Pour beaucoup d’artistes, le confinement a permis de concrétiser des projets ou de décider de se consacrer pleinement à la musique. La jeune artiste bruxelloise Roza, finaliste du concours Du F. dans le texte en 2020, n’y a pas échappé. Embarquée dans des études de bio-ingénieure, elle décroche après quelques mois. La musicienne de 21 ans se réfugie alors dans la musique, sa passion depuis toute petite, et se construit un studio dans sa chambre. Elle réalise un clip avec les moyens du bord et publie sa première chanson, Coule Amour, sur les réseaux sociaux.

Le morceau attire l’attention de plusieurs radios belges et se retrouve même dans la programmation de FIP, outre-quiévrain. «J’ai été très contente des retours sur ce titre. Il m’a permis de me faire une première expérience dans l’enregistrement et la production pour pouvoir imaginer la suite.» Mise en confiance, Roza se lance dans la composition de son premier album, Système Ouvert, réalisé avec l’aide d’Antoine Flipo, moitié de Glass Museum. Elle y joue de la guitare, du banjo mais aussi du n’goni, guitare traditionnelle malienne. «Il y a forcément une interrogation au niveau de l’appropriation culturelle. J’en ai beaucoup parlé avec des personnes qui en jouent de façon traditionnelle. J’ai vraiment cette intention de respecter cette culture et de ne pas en faire un outil pour permettre de me mettre en avant.»

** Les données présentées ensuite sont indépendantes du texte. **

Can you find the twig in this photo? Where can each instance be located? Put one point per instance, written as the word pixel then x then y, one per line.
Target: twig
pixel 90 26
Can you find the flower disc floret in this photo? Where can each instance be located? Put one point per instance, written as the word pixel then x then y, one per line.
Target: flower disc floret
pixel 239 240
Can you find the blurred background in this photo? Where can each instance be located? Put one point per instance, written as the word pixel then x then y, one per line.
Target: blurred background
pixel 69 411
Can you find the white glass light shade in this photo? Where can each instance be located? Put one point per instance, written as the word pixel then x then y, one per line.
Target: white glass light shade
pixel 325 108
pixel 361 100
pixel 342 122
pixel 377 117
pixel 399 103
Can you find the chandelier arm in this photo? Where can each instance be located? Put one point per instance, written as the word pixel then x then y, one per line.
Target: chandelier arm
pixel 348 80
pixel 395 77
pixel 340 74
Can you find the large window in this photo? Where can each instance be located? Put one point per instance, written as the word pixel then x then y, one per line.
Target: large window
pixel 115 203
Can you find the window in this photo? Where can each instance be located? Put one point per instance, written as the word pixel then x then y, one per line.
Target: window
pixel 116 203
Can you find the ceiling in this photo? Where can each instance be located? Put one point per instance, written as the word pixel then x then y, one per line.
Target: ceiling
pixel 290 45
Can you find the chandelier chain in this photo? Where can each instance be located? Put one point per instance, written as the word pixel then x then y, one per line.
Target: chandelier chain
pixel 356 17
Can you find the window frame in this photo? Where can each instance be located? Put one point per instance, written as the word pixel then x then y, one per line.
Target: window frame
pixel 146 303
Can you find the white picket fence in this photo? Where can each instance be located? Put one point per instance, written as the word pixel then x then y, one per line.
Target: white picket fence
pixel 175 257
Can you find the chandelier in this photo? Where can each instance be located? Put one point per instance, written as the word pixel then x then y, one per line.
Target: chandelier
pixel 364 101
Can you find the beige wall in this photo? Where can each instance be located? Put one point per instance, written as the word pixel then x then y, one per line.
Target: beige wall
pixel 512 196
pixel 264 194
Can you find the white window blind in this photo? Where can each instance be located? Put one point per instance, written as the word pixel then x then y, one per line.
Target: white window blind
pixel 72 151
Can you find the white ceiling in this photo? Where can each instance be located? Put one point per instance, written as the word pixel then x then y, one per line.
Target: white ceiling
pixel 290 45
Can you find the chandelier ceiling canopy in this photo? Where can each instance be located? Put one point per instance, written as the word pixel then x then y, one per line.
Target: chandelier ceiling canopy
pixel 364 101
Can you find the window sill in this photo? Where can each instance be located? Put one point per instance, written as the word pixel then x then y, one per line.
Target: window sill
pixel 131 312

Portées par des sonorités électroniques et instruments acoustiques, les paroles, écrites en français, évoquent les injustices climatiques et sociales, l’impuissance face à la violence du monde. «Le disque partage un questionnement assez fort à fleur de peau sur les autres, l’état de la société, des réflexions qui me dépassent. Le regard se veut presque innocent sur des informations extérieures.»

Son engagement se traduit également dans une démarche active et concrète. Pour se rendre à ses concerts, elle pédale 1.250 kilomètres à travers la France l’année dernière. «Je voulais incarner mes propos, avoir des revendications palpables, échanger sur des sujets comme l’écologie.» La jeune femme plaide pour plus de sobriété, y compris dans l’industrie musicale. «Quelques gros artistes sont mis en avant, le reste doit se dépatouiller. Il serait intéressant de se reconcentrer sur des artistes locaux.»